Coronavirus Impact: In a bid to preserve cash amid the pandemic, Vroom furloughed about a third of its workforce in early May, reduced marketing expenses and resorted to salary reduction. About 60% of the furloughed employees returned to work by the end of May. While consumers have been putting off big-ticket purchases, tech-focused used-car platforms like Vroom have proven to be more resilient. In fact, with the e-commerce business witnessing a surge amid the lockdown, the coronavirus outbreak is likely to be a shot in the arm for Vroom. Evidently, its sales surged in April and May, which were record months for the company as the need to purchase a vehicle seemed to have increased amid the virus scare.
Growth Prospects: Vroom’s CEO, Dave Jones expects the firm to turn profitable once it starts achieving annual sales of 200,000 units. If the impressive sales trend continues, the firm could reach the target in as soon as three-five years. In the near future, the firm intends to ramp up marketing and advertising expenses as it builds its brand, which may strain its margins. However, the company is expected to be a winner in the long term, given massive growth opportunities in the used-car e-retailing space.
Used-Car E-Commerce Market Poised for Growth
The U.S. used-vehicle market is red hot and generated approximately $841 billion from sales of roughly 40 million units in 2019. Per a survey conducted by CarGurus after the virus eruption, 61% of respondents will now prefer to buy a vehicle online compared with 32% prior to the COVID-19 pandemic. The used-car market has gained traction over the past few years and is poised to witness strong demand going forward. The highly fragmented nature of the industry makes competitive. The biggest used-vehicle retailer, CarMax holds roughly 3% market share in the industry. This offers opportunity for new players to enter the market easily.
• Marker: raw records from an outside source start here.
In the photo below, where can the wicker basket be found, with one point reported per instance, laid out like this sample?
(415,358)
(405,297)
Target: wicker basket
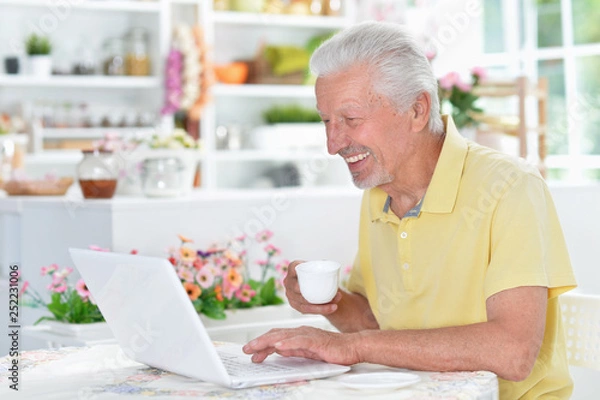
(38,188)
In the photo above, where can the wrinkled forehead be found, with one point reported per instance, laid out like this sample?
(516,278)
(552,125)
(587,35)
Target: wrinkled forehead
(346,90)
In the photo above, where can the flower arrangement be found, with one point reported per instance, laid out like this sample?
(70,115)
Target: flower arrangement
(219,278)
(68,303)
(459,95)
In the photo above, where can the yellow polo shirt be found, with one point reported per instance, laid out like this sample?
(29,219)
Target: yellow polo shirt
(486,224)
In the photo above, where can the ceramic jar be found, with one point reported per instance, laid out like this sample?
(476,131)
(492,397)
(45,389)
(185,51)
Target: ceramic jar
(97,174)
(162,177)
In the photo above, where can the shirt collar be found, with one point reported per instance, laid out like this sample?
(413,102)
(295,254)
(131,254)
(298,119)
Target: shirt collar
(443,188)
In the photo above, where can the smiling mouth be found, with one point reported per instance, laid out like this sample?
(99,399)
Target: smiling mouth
(356,158)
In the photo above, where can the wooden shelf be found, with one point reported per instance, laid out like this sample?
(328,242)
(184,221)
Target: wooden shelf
(267,91)
(90,133)
(288,21)
(81,81)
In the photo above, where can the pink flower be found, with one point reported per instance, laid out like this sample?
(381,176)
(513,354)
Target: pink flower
(185,274)
(245,293)
(199,263)
(262,263)
(448,80)
(463,86)
(272,250)
(205,278)
(479,72)
(229,289)
(59,289)
(264,235)
(82,289)
(24,288)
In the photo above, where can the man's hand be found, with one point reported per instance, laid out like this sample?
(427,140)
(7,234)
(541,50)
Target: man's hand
(292,291)
(307,342)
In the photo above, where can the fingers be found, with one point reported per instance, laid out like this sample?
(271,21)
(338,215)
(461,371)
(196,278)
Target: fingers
(276,341)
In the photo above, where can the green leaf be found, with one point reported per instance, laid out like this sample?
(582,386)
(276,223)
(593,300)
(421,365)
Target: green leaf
(268,292)
(214,309)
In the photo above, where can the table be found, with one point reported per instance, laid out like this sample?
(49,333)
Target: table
(103,372)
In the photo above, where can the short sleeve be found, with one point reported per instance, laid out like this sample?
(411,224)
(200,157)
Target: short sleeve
(527,244)
(355,282)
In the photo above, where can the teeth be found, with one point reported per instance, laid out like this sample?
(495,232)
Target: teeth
(356,158)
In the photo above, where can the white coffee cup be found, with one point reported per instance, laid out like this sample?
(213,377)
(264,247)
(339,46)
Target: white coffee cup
(318,280)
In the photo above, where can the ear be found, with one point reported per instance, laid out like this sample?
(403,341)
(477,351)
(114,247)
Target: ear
(420,112)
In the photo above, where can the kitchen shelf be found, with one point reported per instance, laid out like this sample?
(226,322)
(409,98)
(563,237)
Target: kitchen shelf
(267,91)
(267,155)
(263,19)
(81,81)
(126,6)
(54,157)
(90,133)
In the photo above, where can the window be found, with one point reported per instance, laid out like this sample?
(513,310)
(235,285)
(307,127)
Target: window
(560,40)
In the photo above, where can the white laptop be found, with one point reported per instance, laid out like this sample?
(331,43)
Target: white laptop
(155,323)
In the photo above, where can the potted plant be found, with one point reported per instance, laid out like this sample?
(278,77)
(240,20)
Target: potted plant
(289,127)
(245,273)
(38,49)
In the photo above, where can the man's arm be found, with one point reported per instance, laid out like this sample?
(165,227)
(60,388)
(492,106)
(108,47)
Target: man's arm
(507,344)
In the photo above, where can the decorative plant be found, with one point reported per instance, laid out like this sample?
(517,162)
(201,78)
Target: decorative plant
(460,96)
(178,139)
(219,278)
(68,303)
(290,113)
(37,45)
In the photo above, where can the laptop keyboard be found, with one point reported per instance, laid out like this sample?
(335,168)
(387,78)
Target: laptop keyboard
(236,368)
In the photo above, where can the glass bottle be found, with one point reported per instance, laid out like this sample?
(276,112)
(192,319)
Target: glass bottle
(137,60)
(114,57)
(97,174)
(162,177)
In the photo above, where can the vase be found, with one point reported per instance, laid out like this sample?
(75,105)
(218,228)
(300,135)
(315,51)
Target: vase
(40,65)
(131,168)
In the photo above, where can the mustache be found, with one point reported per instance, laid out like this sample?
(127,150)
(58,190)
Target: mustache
(348,151)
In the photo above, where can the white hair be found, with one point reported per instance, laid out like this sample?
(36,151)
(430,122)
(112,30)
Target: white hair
(401,72)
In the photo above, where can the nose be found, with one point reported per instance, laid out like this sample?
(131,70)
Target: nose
(336,138)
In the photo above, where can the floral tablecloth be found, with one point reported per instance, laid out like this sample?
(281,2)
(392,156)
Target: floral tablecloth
(104,372)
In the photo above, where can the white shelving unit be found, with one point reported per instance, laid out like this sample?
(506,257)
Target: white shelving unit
(229,35)
(106,5)
(88,20)
(235,36)
(82,82)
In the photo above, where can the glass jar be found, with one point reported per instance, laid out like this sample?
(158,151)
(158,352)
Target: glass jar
(162,177)
(97,174)
(137,59)
(114,57)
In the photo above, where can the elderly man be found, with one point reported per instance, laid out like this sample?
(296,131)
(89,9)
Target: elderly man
(461,257)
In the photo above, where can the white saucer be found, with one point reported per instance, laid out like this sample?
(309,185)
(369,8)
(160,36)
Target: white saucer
(378,380)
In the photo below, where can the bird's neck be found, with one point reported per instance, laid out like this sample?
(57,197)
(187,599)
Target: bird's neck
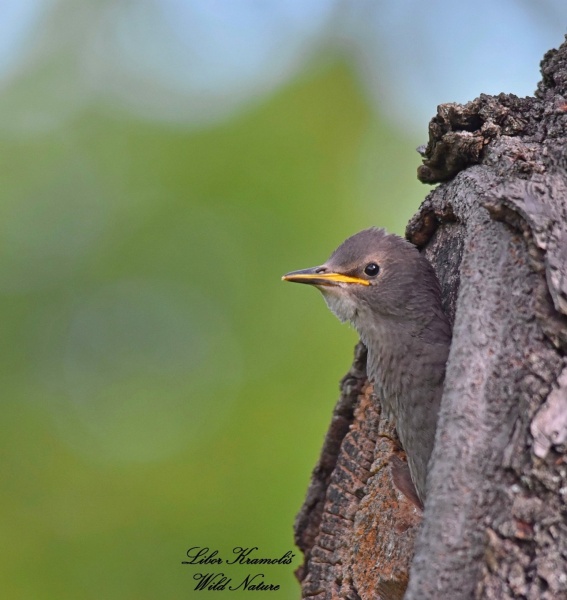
(405,359)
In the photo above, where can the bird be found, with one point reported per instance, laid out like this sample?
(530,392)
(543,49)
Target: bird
(389,292)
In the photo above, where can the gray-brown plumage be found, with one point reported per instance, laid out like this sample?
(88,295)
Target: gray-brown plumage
(390,293)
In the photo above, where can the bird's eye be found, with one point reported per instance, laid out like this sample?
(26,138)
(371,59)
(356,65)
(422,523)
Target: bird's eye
(372,269)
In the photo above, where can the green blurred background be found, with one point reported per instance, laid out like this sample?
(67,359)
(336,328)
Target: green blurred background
(163,389)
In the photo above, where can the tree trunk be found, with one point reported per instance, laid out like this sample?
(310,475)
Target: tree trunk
(495,520)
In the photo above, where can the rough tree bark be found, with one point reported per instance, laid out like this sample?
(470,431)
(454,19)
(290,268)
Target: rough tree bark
(495,520)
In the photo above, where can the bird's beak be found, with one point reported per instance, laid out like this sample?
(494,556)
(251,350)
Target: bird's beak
(318,276)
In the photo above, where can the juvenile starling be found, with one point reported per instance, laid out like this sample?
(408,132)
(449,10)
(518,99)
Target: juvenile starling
(390,293)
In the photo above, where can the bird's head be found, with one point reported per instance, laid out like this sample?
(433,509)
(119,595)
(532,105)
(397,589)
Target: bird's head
(374,276)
Further, digital revolution is disrupting used-car retailing. Increased use of dedicated online sites to sell used cars is having a positive impact on the used-car market. Especially amid coronavirus, online traffic is on the rise, with auto dealers ramping up their digital capabilities to make deals with customers and arranging for home deliveries for vehicles. Used-car online retailers are positioned to thrive not only during the COVID-19 crisis but also in its aftermath amid the changing shopping patterns of consumers.
The used-vehicle market has one of the lowest e-commerce penetration levels, accounting for only
0.9% share of the total market currently. Hence, there is incredible growth potential on the back of increasing penetration of Internet services and rising adoption of online shopping. It is estimated that e-retailing in the used-vehicle market will grow to as much as 50% by 2030.